Received-SPF: pass (google.com: domain of linux-kernel-owner@vger.kernel.org designates 23.128.96.18 as permitted sender) client-ip=23.128.96.18;
From:   Thomas Gleixner <tglx@linutronix.de>
To:     Qian Cai <cai@lca.pw>, Peter Zijlstra <peterz@infradead.org>
Cc:     LKML <linux-kernel@vger.kernel.org>,
        Andy Lutomirski <luto@kernel.org>,
        Andrew Cooper <andrew.cooper3@citrix.com>,
        X86 ML <x86@kernel.org>,
        "Paul E. McKenney" <paulmck@kernel.org>,
        Alexandre Chartre <alexandre.chartre@oracle.com>,
        Frederic Weisbecker <frederic@kernel.org>,
        Paolo Bonzini <pbonzini@redhat.com>,
        Sean Christopherson <sean.j.christopherson@intel.com>,
        Masami Hiramatsu <mhiramat@kernel.org>,
        Petr Mladek <pmladek@suse.com>,
        Steven Rostedt <rostedt@goodmis.org>,
        Joel Fernandes <joel@joelfernandes.org>,
        Boris Ostrovsky <boris.ostrovsky@oracle.com>,
        Juergen Gross <jgross@suse.com>,
        Brian Gerst <brgerst@gmail.com>,
        Mathieu Desnoyers <mathieu.desnoyers@efficios.com>,
        Josh Poimboeuf <jpoimboe@redhat.com>,
        Will Deacon <will@kernel.org>,
        Tom Lendacky <thomas.lendacky@amd.com>,
        Wei Liu <wei.liu@kernel.org>,
        Michael Kelley <mikelley@microsoft.com>,
        Jason Chen CJ <jason.cj.chen@intel.com>,
        Zhao Yakui <yakui.zhao@intel.com>,
        Alexander Potapenko <glider@google.com>
Subject: Re: [patch V9 10/39] x86/entry: Provide helpers for execute on irqstack
In-Reply-To: <20200608160144.GA987@lca.pw>
References: <20200521200513.656533920@linutronix.de> <20200521202117.763775313@linutronix.de> <20200605171816.GA4259@lca.pw> <20200605173622.GL3976@hirez.programming.kicks-ass.net> <20200608160144.GA987@lca.pw>
Date:   Tue, 09 Jun 2020 00:20:06 +0200
Message-ID: <87pna98ajt.fsf@nanos.tec.linutronix.de>
MIME-Version: 1.0
Content-Type: text/plain
Sender: linux-kernel-owner@vger.kernel.org
Precedence: bulk

Qian,

can you please ensure that people who got cc'ed because the problem
affects their subsystem are included on your replies even if you are
replying to a different subthread?

I explicitely did:

     Cc:+ Alexander

at the very beginning of my reply:

   https://lore.kernel.org/r/87v9k3jdc6.fsf@nanos.tec.linutronix.de

to make you aware of that.

Yes, email sucks, but it sucks even more when people are careless.

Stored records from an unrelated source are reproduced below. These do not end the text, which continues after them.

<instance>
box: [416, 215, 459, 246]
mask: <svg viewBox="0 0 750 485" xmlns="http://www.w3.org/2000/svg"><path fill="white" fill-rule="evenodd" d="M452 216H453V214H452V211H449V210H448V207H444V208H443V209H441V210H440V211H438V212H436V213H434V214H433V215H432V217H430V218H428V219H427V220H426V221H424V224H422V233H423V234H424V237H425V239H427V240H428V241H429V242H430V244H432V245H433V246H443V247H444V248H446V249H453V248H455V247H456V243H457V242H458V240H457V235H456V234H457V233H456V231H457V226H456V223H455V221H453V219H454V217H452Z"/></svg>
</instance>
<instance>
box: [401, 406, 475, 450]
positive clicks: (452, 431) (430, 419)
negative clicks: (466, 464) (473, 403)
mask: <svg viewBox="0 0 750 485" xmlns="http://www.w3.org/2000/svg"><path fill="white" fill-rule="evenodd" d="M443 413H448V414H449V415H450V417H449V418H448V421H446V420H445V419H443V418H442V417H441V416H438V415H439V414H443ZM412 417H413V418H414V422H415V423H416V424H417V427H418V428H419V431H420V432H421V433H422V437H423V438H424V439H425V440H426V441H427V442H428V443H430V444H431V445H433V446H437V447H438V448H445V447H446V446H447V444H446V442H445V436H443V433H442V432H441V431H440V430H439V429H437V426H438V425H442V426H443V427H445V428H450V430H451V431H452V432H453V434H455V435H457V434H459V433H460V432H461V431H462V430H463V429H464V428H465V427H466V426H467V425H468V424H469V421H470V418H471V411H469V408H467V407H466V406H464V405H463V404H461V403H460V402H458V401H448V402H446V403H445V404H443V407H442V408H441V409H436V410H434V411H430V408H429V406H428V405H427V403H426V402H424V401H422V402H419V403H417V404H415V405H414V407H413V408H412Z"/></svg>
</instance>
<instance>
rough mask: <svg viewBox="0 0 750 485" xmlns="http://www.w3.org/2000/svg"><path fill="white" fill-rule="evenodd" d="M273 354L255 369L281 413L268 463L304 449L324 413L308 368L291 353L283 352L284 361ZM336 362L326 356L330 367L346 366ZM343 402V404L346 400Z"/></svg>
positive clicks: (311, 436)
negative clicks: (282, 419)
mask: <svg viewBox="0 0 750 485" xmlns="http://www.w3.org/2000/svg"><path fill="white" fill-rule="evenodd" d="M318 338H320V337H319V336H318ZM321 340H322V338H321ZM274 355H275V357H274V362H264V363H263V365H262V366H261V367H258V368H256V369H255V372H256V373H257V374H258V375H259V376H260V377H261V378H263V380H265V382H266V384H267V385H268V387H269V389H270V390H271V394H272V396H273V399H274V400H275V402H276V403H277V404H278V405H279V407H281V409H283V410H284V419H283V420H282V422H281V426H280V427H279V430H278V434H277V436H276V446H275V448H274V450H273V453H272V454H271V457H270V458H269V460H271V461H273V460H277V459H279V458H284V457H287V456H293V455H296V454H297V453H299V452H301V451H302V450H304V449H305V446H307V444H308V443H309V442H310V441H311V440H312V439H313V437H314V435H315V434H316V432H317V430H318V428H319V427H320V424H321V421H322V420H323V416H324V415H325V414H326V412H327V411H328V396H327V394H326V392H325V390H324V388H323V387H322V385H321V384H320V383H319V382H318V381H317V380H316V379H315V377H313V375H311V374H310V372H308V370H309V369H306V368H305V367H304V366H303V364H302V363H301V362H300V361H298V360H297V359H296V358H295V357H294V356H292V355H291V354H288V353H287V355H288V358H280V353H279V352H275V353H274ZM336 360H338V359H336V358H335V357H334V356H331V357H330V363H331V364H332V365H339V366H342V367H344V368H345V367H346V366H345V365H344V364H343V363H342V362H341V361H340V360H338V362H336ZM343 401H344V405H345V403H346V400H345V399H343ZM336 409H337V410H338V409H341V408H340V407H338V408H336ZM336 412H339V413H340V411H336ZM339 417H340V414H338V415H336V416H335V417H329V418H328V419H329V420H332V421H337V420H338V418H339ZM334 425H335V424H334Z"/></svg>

Qian Cai <cai@lca.pw> writes:
> On Fri, Jun 05, 2020 at 07:36:22PM +0200, Peter Zijlstra wrote:
>
> Even after I trimmed the .config [1] to the barely minimal, a subset of LTP
> test still unable to finish on those AMD servers with page_owner=on.

What a surprise...

> [1]:
> https://raw.githubusercontent.com/cailca/linux-mm/master/x86.config
>
> It looks like because this new IRQ entry introduced by this patch,
>
> </IRQ>
> asm_call_on_stack at arch/x86/entry/entry_64.S:710
> handle_edge_irq at kernel/irq/chip.c:832
>
> which will running out of the stack depot limit due to nested loops
> below.
>
> which has this loop,
>
> 	do {
> 		...
> 		handle_irq_event(desc);
> 		...
> 	} while ((desc->istate & IRQS_PENDING) &&
> 		!irqd_irq_disabled(&desc->irq_data));

This loop has absolutely nothing to do with stack entry usage. 

foo()
  do {
     bar();
  } while (condition);
}

If you take a stack trace inside bar() it will be the same stack trace
for every single loop iteration. And that stack trace will not be any
different from:

foo()
{
  bar():
}

assumed that the call chain leading to foo() is the same in both cases.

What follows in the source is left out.